Following the committee vote, he said, "The policy that we currently have with regard to cannabis is not achieving any of its aims and comes at a great cost to our society. Our current laws are doing more harm than good. Minnesotans want this change. They're ready for it."
"The policy that we currently have with regard to cannabis is not achieving any of its aims and comes at a great cost to our society. Our current laws are doing more harm than good. Minnesotans want this change. They're ready for it."
- Rep. Zack Stephenson (D), House Sponsor of the Bill
There is yet to be a set date for the House to take up debate before a vote on the proposed measure, but supporters are confident it will occur before the end of the legislative session on May 22nd. Likewise, the Senate version of the bill from Sen. Lindsey Port (D), which the Taxes Committee approved in a 6-3 vote on the same day its House counterpart survived its committee gauntlet, still has one more committee stop before it can potentially head to the Senate for a final vote.

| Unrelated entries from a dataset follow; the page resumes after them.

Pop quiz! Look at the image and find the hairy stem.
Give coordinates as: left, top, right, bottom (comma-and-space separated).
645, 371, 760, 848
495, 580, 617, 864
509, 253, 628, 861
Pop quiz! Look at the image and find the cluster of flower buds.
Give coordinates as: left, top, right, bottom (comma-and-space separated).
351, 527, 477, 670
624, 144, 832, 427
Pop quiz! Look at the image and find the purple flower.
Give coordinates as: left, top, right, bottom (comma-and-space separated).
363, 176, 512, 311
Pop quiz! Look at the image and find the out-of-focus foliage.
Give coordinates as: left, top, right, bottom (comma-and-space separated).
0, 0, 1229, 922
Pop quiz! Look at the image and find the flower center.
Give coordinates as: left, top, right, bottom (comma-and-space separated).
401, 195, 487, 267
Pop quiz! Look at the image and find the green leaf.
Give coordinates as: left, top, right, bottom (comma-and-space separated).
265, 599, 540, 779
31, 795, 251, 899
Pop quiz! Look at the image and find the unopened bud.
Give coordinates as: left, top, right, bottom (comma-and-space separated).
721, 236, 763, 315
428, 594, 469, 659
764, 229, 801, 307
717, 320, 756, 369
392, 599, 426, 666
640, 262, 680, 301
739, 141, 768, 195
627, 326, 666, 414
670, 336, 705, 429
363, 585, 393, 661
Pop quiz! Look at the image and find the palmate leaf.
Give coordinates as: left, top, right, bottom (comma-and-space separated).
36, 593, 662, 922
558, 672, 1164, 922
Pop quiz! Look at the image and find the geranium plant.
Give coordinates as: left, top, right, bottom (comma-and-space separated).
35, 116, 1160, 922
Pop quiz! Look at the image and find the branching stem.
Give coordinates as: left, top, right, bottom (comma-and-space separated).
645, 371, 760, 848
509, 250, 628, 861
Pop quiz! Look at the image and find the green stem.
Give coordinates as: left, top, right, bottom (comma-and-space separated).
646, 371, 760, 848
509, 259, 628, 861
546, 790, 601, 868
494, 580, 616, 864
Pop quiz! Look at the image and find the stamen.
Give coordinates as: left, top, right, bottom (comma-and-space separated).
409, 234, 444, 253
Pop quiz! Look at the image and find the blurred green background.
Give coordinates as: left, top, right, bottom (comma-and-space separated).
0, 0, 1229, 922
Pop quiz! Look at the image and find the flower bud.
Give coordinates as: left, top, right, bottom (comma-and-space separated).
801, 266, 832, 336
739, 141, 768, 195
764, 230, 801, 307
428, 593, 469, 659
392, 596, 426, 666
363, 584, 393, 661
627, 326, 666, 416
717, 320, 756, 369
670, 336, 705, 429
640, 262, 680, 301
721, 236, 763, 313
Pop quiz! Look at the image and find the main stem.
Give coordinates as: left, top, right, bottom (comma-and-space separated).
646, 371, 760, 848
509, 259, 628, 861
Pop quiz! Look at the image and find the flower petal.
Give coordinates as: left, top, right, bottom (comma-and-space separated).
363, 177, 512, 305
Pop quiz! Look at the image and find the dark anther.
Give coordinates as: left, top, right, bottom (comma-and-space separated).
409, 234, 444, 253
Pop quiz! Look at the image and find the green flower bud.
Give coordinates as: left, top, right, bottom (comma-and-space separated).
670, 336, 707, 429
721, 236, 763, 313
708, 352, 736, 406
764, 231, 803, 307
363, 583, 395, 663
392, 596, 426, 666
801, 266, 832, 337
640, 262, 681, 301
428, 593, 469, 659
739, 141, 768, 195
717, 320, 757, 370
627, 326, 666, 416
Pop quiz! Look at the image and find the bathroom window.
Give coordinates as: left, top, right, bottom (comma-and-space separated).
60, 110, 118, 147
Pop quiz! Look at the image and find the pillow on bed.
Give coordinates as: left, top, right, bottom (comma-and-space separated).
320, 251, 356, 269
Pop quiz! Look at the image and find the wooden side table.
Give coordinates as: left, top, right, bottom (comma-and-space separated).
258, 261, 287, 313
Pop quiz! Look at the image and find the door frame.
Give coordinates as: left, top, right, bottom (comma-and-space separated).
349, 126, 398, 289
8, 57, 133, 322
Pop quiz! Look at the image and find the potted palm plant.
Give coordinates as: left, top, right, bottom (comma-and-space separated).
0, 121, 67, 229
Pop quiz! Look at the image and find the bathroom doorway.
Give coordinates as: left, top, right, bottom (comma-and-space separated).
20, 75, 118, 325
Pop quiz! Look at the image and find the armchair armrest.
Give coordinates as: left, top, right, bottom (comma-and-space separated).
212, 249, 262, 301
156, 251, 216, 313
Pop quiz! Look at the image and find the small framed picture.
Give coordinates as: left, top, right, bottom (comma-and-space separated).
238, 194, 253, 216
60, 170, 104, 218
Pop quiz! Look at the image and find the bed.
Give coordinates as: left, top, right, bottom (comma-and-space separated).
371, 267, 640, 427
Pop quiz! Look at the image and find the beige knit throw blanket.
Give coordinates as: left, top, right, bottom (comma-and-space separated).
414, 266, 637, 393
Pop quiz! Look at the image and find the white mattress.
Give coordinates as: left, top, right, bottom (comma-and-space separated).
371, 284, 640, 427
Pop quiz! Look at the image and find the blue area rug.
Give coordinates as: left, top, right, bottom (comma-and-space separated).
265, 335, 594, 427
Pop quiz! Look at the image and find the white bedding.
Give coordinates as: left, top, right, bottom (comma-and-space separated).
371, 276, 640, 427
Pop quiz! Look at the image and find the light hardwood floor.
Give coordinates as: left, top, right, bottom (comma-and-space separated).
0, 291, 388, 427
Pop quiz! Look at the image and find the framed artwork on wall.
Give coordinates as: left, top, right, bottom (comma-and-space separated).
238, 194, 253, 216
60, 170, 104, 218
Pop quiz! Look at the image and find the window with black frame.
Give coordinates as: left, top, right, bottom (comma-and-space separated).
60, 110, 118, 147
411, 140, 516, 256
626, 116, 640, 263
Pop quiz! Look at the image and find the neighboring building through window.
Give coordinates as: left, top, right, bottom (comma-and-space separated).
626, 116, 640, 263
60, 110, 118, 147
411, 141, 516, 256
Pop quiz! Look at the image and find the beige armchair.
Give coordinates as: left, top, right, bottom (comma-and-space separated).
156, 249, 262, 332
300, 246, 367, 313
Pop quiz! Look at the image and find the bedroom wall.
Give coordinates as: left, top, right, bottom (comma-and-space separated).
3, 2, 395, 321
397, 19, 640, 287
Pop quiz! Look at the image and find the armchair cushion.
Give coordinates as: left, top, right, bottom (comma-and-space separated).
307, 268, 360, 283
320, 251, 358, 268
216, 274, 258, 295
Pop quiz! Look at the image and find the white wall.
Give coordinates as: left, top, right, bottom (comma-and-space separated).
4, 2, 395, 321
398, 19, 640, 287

During their collective journeys, both bills have undergone dramatic changes to appease concerned parties ranging from Minnesota hemp industry stakeholders to drug treatment community advocates. As a result, the House and Senate versions added amendments, including:
Tax dollars for drug recognition expert training and poison control centers
A new license category for hemp-based businesses that sell "lower-potency edible products"
Reduced regulatory requirements for those licensees
Proposed adjustments to tax rates levied on cannabis sales over time
While both measures predominantly align from a content standpoint, a bicameral conference committee will most likely need to convene to reconcile any remaining variances when both chambers meet to discuss and act on their respective versions.
On the surface, Minnesota's effort to join the progressive ranks of those states that have already created legal recreational marijuana markets appears to be nothing but virtuous. However, there is a dark and unsavory side to the machinery behind this marijuana movement. One of the prominent organizations supporting the state effort to legalize adult-use cannabis is MN is Ready.
The advocacy group has exceptionally close ties to this particular piece of legislation. Its current campaign chairman, former House Majority Leader Ryan Winkler (D), sponsored a 2021 legalization bill on which both the current House and Senate versions are heavily based. His relationships within the State House and with lawmakers have given MN is Ready access and influence unavailable to other groups interested in and potentially significantly impacted by the proposed measure.
Unfortunately, the ultimate end sought by MN is Ready, and its leadership core has led to racially motivated attacks and defamatory statements by key organization members against business owners of color in the Minnesota hemp industry.
In their blind zeal and single-minded focus to pass marijuana legalization legislation at all costs, MN is Ready's executive leadership group has knowingly and approvingly unleashed their bigoted attack dogs on hard-working, tax-paying and community-oriented entrepreneurs who simply want a fair playing field and equal access to voice their economic and legal concerns over a potential law that could devastate the hemp industry in Minnesota.
Most passionate and innovative individuals in the hemp and legal cannabis industries would welcome legal marijuana in Minnesota. The benefits, financially and from a health and wellness perspective, are exponentially enormous. However, there is no place for racial attacks and old-century bullying tactics to forward a political goal. That is not what Minnesotans are about. That is not what 4/20 is about. And it is most definitely not what 21st-century America is about.